In short, the studies reviewed here show that vaccine uptake and compliance with the schedule in Madagascar depend on a series of interconnected factors: the relationship between the child's parents and the healthcare personnel, the practice of traditional care at birth, understanding and perceptions of immunisation and VPDs, and also the role attributed to vaccines.

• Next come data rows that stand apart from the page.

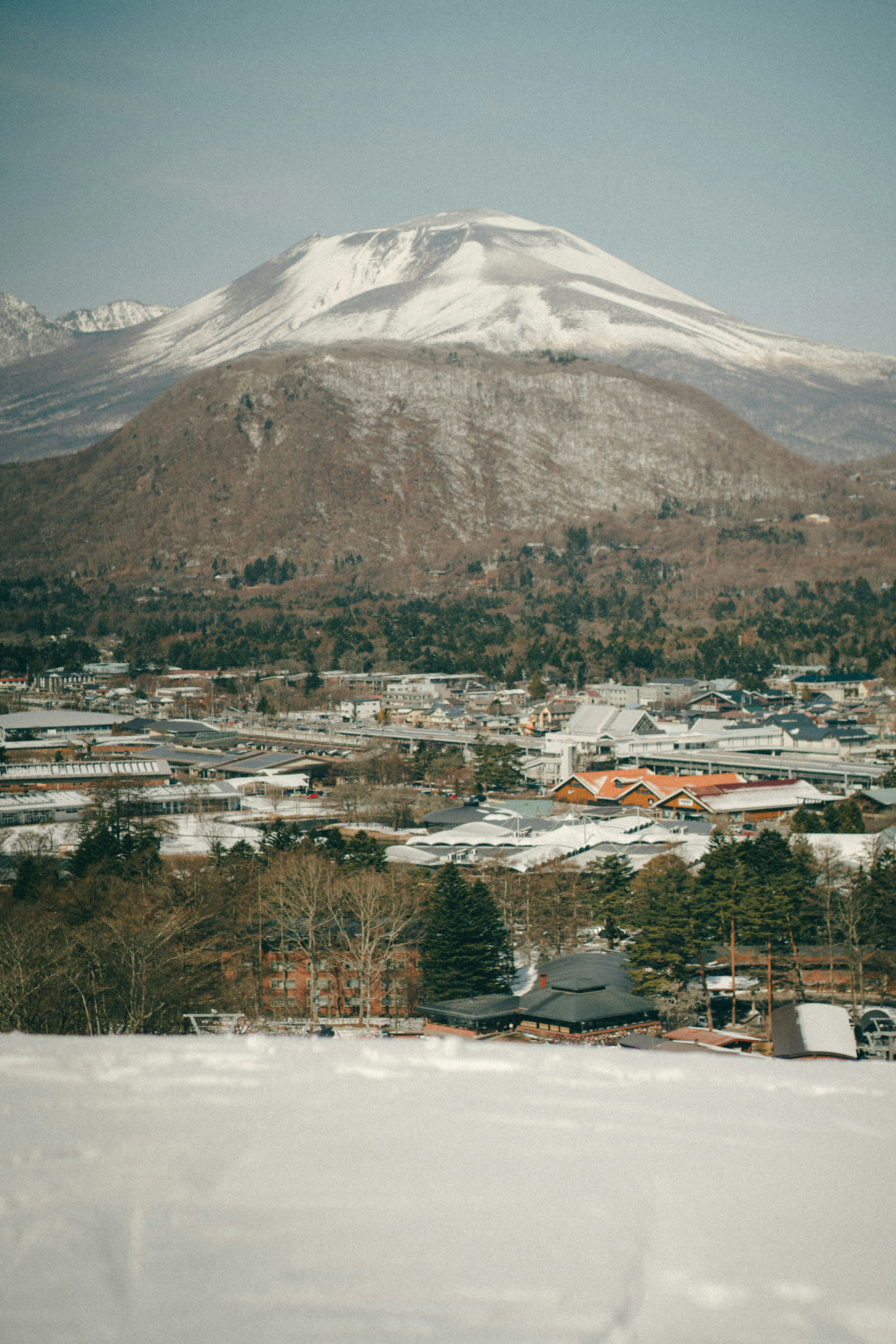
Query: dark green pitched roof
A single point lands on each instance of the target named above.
(600, 1009)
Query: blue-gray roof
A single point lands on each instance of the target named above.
(887, 797)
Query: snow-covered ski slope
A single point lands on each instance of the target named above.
(228, 1191)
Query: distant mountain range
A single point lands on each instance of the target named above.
(504, 284)
(404, 456)
(25, 333)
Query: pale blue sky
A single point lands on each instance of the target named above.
(743, 152)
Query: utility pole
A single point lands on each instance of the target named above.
(734, 986)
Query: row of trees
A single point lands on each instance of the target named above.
(127, 943)
(758, 892)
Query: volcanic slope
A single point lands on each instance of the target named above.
(475, 276)
(401, 455)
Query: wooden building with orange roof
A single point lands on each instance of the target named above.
(639, 788)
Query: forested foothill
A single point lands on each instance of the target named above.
(596, 604)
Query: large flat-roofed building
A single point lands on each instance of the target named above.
(29, 810)
(83, 775)
(38, 724)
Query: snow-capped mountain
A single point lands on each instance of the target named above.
(473, 276)
(112, 318)
(25, 333)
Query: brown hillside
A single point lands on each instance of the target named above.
(401, 455)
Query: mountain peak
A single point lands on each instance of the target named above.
(483, 277)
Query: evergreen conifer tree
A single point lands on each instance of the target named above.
(465, 949)
(850, 818)
(612, 894)
(668, 909)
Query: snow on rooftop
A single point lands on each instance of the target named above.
(248, 1189)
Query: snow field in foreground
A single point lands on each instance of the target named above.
(229, 1190)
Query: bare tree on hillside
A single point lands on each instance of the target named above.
(374, 914)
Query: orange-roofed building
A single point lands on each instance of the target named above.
(636, 788)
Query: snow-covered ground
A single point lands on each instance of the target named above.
(236, 1190)
(852, 850)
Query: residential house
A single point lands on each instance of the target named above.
(840, 738)
(582, 999)
(840, 686)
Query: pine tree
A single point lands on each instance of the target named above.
(850, 818)
(465, 945)
(667, 909)
(807, 823)
(612, 894)
(498, 765)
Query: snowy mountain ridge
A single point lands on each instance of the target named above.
(112, 318)
(25, 331)
(479, 277)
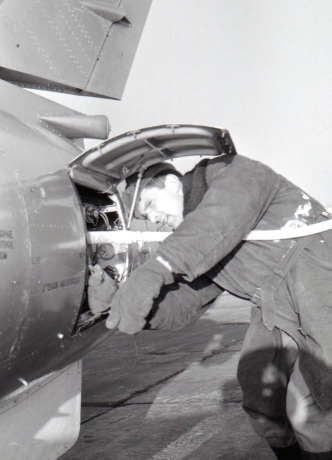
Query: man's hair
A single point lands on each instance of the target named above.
(154, 176)
(158, 181)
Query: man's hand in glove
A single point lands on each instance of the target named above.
(101, 289)
(134, 299)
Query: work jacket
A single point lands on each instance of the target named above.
(237, 196)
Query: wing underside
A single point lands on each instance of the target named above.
(78, 46)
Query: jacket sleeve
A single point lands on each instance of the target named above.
(180, 304)
(238, 194)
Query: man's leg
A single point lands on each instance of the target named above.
(263, 376)
(312, 426)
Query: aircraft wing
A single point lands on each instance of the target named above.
(78, 46)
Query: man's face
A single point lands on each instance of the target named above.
(163, 205)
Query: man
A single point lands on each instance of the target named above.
(285, 368)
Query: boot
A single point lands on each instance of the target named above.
(316, 455)
(292, 452)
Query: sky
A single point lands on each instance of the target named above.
(260, 68)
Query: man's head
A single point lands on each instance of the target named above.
(160, 196)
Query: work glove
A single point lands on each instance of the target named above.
(134, 299)
(101, 289)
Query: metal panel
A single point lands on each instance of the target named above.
(57, 44)
(121, 156)
(43, 421)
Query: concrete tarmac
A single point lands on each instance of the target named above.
(169, 395)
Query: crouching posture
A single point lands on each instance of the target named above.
(285, 369)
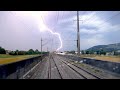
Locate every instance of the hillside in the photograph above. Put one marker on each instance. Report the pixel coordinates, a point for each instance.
(108, 48)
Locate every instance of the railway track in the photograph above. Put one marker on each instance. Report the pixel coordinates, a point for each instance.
(68, 63)
(57, 67)
(82, 73)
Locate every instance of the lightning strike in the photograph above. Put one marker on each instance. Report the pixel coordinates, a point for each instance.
(42, 27)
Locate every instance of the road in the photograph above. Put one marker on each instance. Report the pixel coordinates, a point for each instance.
(58, 67)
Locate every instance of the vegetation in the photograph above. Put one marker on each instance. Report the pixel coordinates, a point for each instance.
(4, 59)
(7, 56)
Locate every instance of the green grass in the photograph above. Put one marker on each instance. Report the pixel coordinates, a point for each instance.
(5, 59)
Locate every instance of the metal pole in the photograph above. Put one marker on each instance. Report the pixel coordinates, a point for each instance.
(41, 46)
(78, 35)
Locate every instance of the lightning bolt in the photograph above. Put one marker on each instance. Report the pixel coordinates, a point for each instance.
(59, 36)
(41, 25)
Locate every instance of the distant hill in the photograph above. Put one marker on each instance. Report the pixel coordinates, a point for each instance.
(108, 48)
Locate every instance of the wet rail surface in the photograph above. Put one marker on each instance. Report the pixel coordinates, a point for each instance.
(57, 67)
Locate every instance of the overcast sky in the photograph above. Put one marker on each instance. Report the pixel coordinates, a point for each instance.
(23, 30)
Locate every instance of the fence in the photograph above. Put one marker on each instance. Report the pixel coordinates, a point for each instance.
(110, 66)
(17, 69)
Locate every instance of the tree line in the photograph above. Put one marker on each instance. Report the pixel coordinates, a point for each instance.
(20, 52)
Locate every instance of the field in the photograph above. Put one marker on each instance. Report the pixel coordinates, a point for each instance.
(105, 58)
(5, 59)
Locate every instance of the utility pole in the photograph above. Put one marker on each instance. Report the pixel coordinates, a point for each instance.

These studies also reveal an instrumentalisation of immunization: obtaining a health passport through immunisation is, for the parents, one of the main motivations in vaccine uptake, providing access to healthcare for the child and enhancing the caregiver-cared for relationship. (Confidence in and positive relationships with doctors are crucial factors when new mothers make a decision concerning the immunisation of their children.)
In common with numerous studies on immunisation, these anthropological surveys conducted in Madagascar revealed late uptake of vaccines or hesitancy to certain categories of vaccines, rather than complete refusal of immunisation. The researchers note that obstacles connected to availability and access to vaccines are increasing.